ASH Report: IOS Live Pic or even a timelapse of Oracle
Active Session History, (ASH) unlike other parts of the AWR has its own background process collecting information. The session information is stored as samples and as samples can overlap in time, these should never be used to count executions, etc. What it does offer you is great insight into what was happening at that time that was impactful to the database at a granule level.
As ASH isn’t dependent upon beginning and ending snapshots, instead using those samples, reports can be created from small intervals of time, allowing for diagnosis of performance issues during the time they occurred. The reports work best when used this way, where an ASH report covering hours or days rarely if ever will provide value.
An ASH report will include the top sessions, SQL statements, modules and procedural calls, but also if there are blocking sessions, what parallel processing has occurred and a breakdown of the top event waits by the samples involved in the report.
If you consider an ASH report as an IOS Live Pic or time lapse vs. an AWR Report a panoramic view, the picture covers less area, but shows you exactly what is happening.
As with an IOS live pic, you can extend the window, but many times, just the small slice of time can provide a moving window of what the main sessions that occurred during the incident you need investigated.
If you want to know more about ASH, check out this post.
Oracle Trace: The GoPro of Oracle
There are a lot of different session traces levels that can be done, but the glory of a trace is that you get to experience the process from the session level and trace it through from beginning to end. It’s more similar to a gopro movie, where you get to experience how long the journey takes, what time is spent on each step of the trip and what happened on the journey from the process point of view. You get to view specifics that may be missed or transparent to the user:
This includes any triggers, logic built into procedures, etc. are all captured and time assessed to perform these actions, then written to the trace file. The file then can be turned into a report to trap each step that was performed as part of the database process from the login through the close of the session.
Traces have been my go-to when digging deep into code logic, when from the database level reports, wasn’t clear what was exactly being executed by the application or when there were other processes that are consuming time.
Need to know more about tracing, check out this great post from Tim Hall, since I only wrote one focused on EM13c- previous post.
AWR SQL ID Specific Report: Close up? Nah…
I have one other favorite report when a specific SQL Statement shows as a red flag in either an AWR or ASH report and I’d like a little more information on just what happened in the SQL during window of time. The AWR SQL ID specific report, (awrsqrpt.sql) can be run from the command line or gathered inside Cloud Control, (aka OEM). This report is like a mini AWR report, but just for the SQL statement. It requires the beginning and ending snapshot ID, just like an AWR, but it also wants the unique identifier for a SQL Statement, also called a SQL_ID.

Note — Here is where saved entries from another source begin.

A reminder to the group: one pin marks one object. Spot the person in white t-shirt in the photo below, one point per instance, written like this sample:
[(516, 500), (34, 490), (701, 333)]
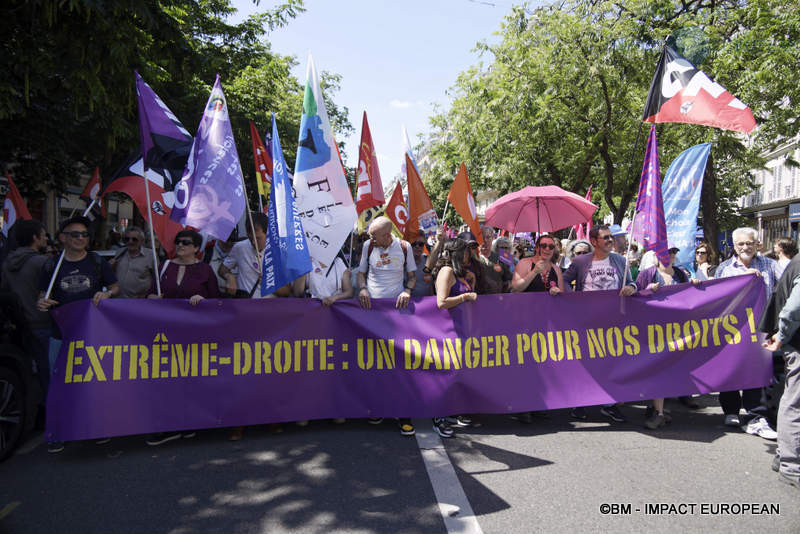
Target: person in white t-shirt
[(385, 261)]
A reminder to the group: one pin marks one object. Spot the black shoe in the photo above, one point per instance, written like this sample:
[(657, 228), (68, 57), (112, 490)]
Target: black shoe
[(613, 413), (442, 428), (162, 437), (578, 413)]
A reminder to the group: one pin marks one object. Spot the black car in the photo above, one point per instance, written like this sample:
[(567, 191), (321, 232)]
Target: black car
[(20, 392)]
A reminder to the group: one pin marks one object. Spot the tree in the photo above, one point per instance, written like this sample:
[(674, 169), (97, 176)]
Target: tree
[(68, 101), (560, 102)]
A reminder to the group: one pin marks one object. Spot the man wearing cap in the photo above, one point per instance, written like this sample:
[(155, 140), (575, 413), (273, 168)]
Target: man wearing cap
[(599, 271), (82, 275), (497, 275)]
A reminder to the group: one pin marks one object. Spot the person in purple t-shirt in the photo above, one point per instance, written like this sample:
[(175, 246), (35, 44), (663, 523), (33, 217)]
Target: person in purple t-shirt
[(185, 276)]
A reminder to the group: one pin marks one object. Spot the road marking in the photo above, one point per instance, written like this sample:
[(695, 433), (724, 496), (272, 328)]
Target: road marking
[(31, 444), (453, 503), (7, 509)]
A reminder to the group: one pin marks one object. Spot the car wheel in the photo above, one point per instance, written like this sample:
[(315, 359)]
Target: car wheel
[(12, 411)]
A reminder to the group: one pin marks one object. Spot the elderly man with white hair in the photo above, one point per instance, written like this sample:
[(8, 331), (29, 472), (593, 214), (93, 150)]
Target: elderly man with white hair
[(746, 260)]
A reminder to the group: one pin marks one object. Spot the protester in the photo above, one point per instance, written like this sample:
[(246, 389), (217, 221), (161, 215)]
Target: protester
[(540, 272), (425, 263), (746, 261), (133, 265), (216, 255), (651, 279), (782, 319), (21, 271), (83, 275), (601, 270), (496, 274), (455, 285), (385, 262), (241, 268), (186, 277), (705, 261), (785, 248)]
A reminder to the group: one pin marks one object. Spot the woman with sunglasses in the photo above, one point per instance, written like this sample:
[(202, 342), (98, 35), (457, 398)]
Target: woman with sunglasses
[(541, 271), (185, 276)]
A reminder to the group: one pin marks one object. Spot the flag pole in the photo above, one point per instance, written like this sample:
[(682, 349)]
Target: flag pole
[(61, 257)]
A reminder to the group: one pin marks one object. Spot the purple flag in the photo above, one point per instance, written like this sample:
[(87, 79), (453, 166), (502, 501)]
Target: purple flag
[(165, 142), (210, 196), (649, 227)]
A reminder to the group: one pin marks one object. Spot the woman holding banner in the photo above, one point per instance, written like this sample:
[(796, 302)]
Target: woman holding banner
[(454, 286), (539, 272)]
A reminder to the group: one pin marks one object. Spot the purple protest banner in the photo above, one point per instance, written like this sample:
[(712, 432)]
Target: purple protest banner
[(139, 366)]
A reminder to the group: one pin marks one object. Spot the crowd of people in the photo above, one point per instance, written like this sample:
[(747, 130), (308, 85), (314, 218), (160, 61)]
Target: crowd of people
[(379, 265)]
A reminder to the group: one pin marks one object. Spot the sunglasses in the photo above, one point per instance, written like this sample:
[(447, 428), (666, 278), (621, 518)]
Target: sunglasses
[(77, 234)]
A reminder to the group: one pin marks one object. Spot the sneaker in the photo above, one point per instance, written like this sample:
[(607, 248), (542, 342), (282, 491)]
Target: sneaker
[(442, 428), (789, 479), (578, 413), (523, 417), (656, 421), (406, 428), (732, 419), (161, 438), (613, 413), (458, 420), (760, 427)]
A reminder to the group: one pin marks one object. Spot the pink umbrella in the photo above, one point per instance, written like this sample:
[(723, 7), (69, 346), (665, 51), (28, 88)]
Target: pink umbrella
[(539, 209)]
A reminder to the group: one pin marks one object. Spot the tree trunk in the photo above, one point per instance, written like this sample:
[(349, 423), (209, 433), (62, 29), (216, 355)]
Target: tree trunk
[(708, 203)]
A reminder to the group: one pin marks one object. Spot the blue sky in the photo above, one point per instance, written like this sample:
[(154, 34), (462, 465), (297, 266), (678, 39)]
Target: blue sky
[(397, 58)]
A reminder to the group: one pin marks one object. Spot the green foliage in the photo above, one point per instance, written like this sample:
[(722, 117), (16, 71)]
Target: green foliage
[(68, 98), (560, 102)]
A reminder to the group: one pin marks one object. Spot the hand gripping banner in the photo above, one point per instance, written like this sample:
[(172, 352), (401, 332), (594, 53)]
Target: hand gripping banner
[(139, 366)]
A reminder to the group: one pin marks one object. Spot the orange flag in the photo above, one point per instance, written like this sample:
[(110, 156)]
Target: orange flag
[(460, 197), (396, 209), (420, 209)]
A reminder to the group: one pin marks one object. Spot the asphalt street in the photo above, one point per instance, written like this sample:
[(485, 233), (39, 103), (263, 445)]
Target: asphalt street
[(554, 475)]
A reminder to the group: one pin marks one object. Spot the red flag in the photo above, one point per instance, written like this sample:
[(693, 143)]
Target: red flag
[(461, 198), (680, 92), (579, 232), (420, 209), (14, 207), (92, 188), (263, 161), (396, 209), (370, 187)]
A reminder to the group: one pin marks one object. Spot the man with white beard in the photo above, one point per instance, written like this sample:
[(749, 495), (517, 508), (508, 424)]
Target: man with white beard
[(745, 260)]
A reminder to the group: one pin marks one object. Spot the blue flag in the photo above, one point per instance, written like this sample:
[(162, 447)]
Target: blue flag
[(649, 227), (681, 188), (286, 256), (210, 196)]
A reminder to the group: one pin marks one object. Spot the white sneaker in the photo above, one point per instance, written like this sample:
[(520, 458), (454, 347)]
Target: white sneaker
[(732, 420), (760, 427)]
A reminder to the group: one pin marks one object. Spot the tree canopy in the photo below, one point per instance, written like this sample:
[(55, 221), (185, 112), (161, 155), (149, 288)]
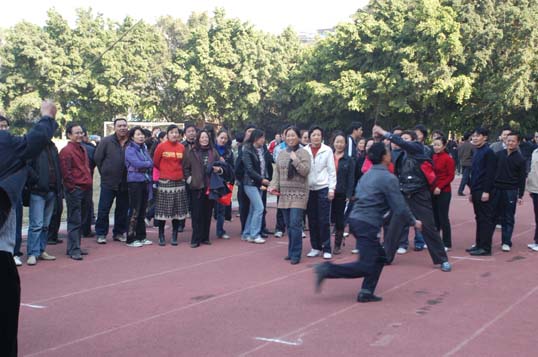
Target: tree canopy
[(450, 64)]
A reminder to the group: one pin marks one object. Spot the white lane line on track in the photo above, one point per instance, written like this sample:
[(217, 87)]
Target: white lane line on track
[(156, 316), (34, 306), (126, 281), (490, 323)]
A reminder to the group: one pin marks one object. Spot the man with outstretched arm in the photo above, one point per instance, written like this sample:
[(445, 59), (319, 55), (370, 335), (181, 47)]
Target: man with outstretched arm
[(16, 150), (377, 192)]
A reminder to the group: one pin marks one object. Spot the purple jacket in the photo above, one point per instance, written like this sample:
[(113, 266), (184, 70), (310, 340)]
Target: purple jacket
[(138, 163)]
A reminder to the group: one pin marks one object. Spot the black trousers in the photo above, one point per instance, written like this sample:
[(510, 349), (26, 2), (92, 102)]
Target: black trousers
[(244, 205), (138, 200), (371, 260), (56, 220), (420, 204), (485, 220), (202, 207), (441, 207), (338, 207), (10, 300)]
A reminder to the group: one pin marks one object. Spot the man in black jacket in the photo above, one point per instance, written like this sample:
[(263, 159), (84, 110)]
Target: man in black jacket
[(45, 182), (13, 172), (110, 160), (415, 188), (509, 186)]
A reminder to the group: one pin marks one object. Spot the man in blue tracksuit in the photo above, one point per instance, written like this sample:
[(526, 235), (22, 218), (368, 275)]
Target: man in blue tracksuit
[(377, 192), (16, 150)]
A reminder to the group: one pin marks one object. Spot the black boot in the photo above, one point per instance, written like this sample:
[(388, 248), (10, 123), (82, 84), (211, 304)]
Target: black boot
[(162, 242), (175, 229), (339, 237)]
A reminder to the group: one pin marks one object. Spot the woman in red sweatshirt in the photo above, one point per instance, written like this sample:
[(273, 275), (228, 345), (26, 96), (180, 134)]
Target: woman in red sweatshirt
[(172, 201), (444, 168)]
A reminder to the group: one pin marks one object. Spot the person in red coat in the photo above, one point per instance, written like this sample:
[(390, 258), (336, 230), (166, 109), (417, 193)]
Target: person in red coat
[(444, 168)]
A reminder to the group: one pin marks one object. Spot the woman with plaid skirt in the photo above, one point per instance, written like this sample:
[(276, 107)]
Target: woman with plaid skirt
[(172, 201)]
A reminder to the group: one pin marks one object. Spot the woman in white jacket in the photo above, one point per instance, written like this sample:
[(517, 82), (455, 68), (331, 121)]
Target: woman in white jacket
[(322, 182), (532, 187)]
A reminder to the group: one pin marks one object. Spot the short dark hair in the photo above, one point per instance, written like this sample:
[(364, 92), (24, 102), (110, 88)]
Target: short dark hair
[(132, 131), (411, 133), (119, 119), (69, 127), (3, 118), (376, 153), (354, 126), (315, 127), (255, 135), (481, 131), (515, 133)]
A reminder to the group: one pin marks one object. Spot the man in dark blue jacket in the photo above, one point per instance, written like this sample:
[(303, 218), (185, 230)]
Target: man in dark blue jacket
[(16, 150), (377, 192)]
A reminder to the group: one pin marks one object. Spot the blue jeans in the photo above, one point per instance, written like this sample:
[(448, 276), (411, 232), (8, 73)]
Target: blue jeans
[(220, 211), (41, 209), (106, 198), (293, 218), (253, 225), (319, 216), (18, 229)]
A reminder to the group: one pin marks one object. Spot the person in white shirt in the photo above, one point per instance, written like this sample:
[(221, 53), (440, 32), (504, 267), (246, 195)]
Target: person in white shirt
[(322, 183)]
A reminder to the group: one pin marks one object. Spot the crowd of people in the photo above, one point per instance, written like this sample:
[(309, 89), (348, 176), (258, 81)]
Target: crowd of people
[(379, 187)]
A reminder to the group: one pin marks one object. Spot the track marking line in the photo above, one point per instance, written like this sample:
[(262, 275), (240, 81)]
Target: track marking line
[(127, 281), (172, 311), (490, 323), (34, 306), (298, 342)]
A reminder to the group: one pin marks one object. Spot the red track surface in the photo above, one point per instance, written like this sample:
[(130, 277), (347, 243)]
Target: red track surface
[(240, 299)]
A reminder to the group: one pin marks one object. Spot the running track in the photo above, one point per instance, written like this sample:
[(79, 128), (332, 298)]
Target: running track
[(240, 299)]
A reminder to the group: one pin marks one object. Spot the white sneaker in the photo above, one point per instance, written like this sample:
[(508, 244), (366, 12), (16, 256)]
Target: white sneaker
[(17, 261), (314, 253), (46, 256)]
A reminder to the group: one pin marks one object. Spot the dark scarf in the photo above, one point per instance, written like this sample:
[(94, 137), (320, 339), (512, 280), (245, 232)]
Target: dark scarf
[(292, 171)]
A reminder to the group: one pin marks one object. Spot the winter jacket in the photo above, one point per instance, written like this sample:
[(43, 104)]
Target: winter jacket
[(345, 176), (138, 163), (39, 174), (110, 159), (322, 171)]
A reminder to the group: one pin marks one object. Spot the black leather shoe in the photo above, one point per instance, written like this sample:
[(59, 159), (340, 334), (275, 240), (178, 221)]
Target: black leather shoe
[(321, 271), (368, 298), (469, 250), (480, 252)]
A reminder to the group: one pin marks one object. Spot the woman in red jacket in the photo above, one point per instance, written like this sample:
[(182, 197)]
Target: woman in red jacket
[(444, 168)]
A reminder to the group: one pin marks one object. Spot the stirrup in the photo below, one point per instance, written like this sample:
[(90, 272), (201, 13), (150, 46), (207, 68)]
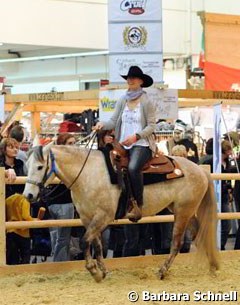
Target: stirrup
[(135, 212)]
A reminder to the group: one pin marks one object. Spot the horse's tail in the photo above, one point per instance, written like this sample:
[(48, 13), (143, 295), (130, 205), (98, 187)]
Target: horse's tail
[(206, 240)]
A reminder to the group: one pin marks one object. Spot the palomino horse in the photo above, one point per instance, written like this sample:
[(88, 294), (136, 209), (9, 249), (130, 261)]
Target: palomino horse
[(96, 199)]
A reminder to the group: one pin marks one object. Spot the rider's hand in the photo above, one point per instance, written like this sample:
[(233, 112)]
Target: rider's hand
[(98, 126), (129, 140), (10, 175)]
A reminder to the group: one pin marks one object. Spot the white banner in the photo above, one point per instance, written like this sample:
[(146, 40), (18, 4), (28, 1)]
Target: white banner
[(135, 37), (150, 64), (166, 102), (119, 10)]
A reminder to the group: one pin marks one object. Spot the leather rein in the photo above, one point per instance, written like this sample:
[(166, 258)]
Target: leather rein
[(53, 170)]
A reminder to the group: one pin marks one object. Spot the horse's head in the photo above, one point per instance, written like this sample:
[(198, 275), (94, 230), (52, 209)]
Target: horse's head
[(41, 170)]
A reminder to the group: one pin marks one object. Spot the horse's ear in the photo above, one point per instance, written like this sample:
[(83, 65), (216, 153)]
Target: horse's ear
[(36, 141)]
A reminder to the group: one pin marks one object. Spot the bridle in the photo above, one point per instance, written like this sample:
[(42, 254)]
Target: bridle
[(53, 170)]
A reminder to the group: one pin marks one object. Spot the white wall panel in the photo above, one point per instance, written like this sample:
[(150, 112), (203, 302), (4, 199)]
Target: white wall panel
[(54, 23)]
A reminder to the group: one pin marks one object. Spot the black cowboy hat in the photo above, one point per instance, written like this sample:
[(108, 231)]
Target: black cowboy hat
[(135, 71)]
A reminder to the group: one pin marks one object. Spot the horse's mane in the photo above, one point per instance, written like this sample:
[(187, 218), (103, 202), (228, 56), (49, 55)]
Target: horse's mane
[(37, 152)]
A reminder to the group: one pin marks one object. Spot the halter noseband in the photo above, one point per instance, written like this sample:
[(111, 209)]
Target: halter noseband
[(47, 175)]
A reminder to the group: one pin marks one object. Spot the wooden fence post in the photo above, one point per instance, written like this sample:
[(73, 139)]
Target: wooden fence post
[(2, 218)]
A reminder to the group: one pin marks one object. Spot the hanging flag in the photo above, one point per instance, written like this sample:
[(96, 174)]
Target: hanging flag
[(202, 53), (221, 78)]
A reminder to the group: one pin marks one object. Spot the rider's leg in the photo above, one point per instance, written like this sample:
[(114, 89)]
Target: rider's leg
[(139, 155)]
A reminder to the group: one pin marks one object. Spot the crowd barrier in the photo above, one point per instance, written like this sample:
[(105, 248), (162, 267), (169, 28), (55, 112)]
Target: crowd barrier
[(77, 222)]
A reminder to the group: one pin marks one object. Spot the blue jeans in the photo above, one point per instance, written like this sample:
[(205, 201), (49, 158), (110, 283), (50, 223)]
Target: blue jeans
[(139, 155), (60, 237)]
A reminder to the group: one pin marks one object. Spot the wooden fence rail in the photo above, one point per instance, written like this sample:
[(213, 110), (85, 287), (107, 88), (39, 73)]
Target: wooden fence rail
[(77, 222)]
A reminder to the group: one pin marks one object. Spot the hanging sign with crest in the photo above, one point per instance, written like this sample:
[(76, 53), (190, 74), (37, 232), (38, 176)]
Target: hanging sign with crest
[(135, 37)]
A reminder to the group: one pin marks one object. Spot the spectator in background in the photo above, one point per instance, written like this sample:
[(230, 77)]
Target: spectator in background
[(17, 133), (209, 152), (191, 147), (18, 243), (226, 189), (178, 132), (8, 158), (60, 207), (17, 207)]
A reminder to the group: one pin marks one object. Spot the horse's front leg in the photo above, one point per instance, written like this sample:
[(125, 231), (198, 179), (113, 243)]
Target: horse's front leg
[(177, 241), (97, 244)]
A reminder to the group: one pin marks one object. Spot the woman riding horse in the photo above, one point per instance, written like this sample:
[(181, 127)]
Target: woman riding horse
[(134, 124)]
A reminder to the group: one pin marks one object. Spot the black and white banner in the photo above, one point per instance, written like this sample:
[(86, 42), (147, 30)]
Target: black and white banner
[(135, 38)]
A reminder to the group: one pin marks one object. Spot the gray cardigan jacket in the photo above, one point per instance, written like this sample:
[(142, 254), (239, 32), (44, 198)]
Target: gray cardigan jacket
[(148, 120)]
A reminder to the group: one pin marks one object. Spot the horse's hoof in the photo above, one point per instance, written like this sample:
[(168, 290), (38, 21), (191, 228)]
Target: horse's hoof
[(162, 272), (134, 215), (98, 276)]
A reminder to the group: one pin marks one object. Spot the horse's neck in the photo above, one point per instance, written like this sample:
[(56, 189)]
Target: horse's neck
[(68, 165)]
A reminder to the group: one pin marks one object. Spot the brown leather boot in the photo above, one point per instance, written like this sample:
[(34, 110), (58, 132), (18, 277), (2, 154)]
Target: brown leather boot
[(135, 212)]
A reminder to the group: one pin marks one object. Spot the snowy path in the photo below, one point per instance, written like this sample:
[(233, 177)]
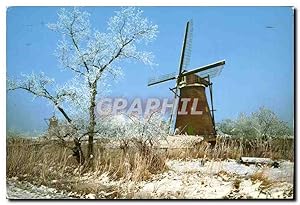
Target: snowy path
[(25, 190), (215, 180)]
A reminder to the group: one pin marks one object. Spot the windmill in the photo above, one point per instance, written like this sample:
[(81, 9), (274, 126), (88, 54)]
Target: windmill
[(191, 85)]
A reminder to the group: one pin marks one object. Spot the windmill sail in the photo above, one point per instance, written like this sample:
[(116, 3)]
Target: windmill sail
[(186, 47), (162, 78), (212, 70), (184, 62)]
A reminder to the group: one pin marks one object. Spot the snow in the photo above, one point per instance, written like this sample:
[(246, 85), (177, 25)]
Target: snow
[(185, 179), (26, 190)]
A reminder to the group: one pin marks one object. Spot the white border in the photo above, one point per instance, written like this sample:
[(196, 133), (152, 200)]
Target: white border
[(6, 3)]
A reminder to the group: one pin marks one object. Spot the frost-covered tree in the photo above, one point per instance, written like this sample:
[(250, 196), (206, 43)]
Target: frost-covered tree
[(263, 123), (91, 55)]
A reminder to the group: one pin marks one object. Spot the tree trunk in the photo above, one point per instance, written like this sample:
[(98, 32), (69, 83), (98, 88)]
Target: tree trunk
[(92, 123)]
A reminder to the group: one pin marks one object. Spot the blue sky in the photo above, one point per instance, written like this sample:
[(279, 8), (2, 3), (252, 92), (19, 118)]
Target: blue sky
[(259, 60)]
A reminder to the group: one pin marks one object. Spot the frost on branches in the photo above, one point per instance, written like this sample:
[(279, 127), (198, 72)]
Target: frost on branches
[(92, 56)]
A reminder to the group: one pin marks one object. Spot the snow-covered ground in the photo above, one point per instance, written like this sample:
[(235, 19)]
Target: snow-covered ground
[(190, 179), (25, 190)]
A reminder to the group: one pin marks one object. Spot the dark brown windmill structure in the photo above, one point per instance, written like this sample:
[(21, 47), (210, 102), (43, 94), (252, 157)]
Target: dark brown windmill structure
[(198, 118)]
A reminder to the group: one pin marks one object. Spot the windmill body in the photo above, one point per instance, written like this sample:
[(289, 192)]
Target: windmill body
[(189, 117), (196, 119)]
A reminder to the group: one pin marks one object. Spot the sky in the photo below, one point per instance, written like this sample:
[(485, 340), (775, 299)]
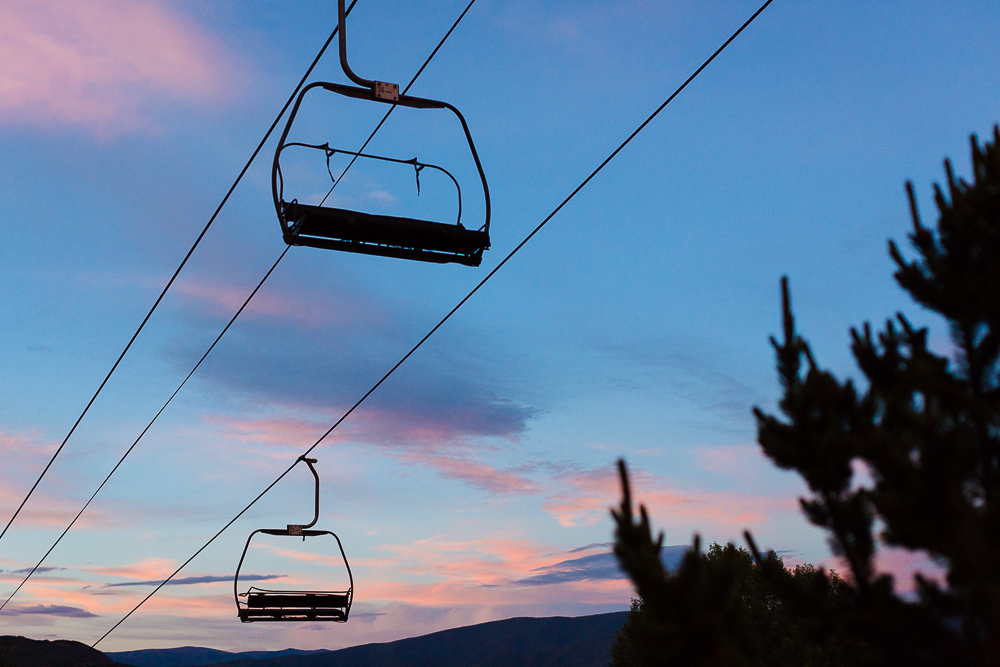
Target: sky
[(475, 483)]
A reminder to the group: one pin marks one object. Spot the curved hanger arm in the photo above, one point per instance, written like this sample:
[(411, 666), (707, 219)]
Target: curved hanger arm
[(342, 29), (236, 579), (368, 94), (309, 462), (414, 162)]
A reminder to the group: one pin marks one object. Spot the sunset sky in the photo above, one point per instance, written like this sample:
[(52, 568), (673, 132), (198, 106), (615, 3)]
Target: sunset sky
[(475, 484)]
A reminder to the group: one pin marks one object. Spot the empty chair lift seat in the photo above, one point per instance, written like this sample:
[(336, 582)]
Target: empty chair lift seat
[(405, 238), (295, 606)]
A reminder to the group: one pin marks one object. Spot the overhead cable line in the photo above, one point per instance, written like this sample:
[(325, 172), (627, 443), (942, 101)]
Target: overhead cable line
[(170, 282), (237, 314), (520, 245)]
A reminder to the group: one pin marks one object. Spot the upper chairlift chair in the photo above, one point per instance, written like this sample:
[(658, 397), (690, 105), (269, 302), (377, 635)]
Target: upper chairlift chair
[(386, 235), (270, 605)]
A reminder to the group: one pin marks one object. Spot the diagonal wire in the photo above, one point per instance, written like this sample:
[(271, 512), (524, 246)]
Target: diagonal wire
[(172, 278), (233, 319), (520, 245), (148, 426)]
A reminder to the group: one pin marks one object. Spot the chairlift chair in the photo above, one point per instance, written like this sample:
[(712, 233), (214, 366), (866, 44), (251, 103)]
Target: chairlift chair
[(332, 228), (272, 605)]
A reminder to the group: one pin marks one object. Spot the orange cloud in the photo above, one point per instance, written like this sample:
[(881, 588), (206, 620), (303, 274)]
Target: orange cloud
[(94, 63)]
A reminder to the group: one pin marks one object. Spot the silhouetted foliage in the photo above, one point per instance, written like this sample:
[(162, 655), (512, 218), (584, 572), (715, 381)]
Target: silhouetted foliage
[(723, 607), (927, 428)]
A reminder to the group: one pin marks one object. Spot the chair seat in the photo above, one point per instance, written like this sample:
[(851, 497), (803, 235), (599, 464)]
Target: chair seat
[(368, 233), (295, 606), (296, 600)]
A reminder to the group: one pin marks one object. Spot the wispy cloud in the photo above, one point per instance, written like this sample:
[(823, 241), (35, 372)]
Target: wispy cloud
[(595, 567), (96, 63), (48, 610), (187, 581), (586, 495)]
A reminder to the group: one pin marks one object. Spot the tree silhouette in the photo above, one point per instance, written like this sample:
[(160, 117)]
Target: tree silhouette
[(927, 428)]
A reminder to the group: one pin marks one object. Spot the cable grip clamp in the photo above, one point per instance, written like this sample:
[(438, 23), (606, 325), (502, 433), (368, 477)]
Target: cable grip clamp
[(386, 91)]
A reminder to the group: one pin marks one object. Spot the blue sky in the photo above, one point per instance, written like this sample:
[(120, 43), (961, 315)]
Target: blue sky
[(635, 324)]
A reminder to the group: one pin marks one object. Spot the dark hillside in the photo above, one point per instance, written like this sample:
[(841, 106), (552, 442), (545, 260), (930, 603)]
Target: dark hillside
[(515, 642), (24, 652), (193, 656)]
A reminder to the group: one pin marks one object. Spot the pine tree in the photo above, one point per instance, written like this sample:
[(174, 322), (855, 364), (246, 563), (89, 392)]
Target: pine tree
[(926, 426)]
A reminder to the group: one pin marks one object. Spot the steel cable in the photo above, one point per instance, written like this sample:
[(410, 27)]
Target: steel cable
[(170, 282), (538, 228), (234, 317)]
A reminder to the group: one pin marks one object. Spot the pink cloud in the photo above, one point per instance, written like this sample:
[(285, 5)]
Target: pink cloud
[(146, 569), (308, 310), (94, 63), (587, 495), (429, 445)]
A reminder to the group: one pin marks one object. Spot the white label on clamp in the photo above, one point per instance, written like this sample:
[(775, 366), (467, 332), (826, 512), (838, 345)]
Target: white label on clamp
[(387, 91)]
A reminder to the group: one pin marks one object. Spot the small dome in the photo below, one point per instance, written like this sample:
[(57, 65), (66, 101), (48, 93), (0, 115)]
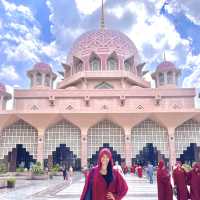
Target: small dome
[(2, 87), (42, 67), (105, 42), (166, 66)]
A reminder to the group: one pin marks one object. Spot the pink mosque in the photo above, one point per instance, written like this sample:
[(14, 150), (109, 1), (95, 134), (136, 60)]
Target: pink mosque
[(102, 101)]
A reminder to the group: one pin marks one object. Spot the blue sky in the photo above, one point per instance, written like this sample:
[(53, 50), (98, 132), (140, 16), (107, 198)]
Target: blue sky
[(44, 30)]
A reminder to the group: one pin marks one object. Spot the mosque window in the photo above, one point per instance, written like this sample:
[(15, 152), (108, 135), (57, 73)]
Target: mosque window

It provides the execution plan and secondary performance information for the different executions, (by differing sql_ID/hash_plan_values, think transaction IDs in SQL Server) that were performed during the window of the report. I can’t decide what kind of picture it would be, as it isn’t a panoramic view, but it’s not an ASH, as it’s snap_id dependent and it’s not like a trace, because it’s outside the session, but focused on one SQL Statement and how it is performing. Maybe more like this:
Or, kind of like this- multiple executions, one SQL ID, but two different hash values:
No matter how you view it, it’s a great report and I have detailed information on it in this post here if you’re interested.
Hopefully this was helpful or at least amusing!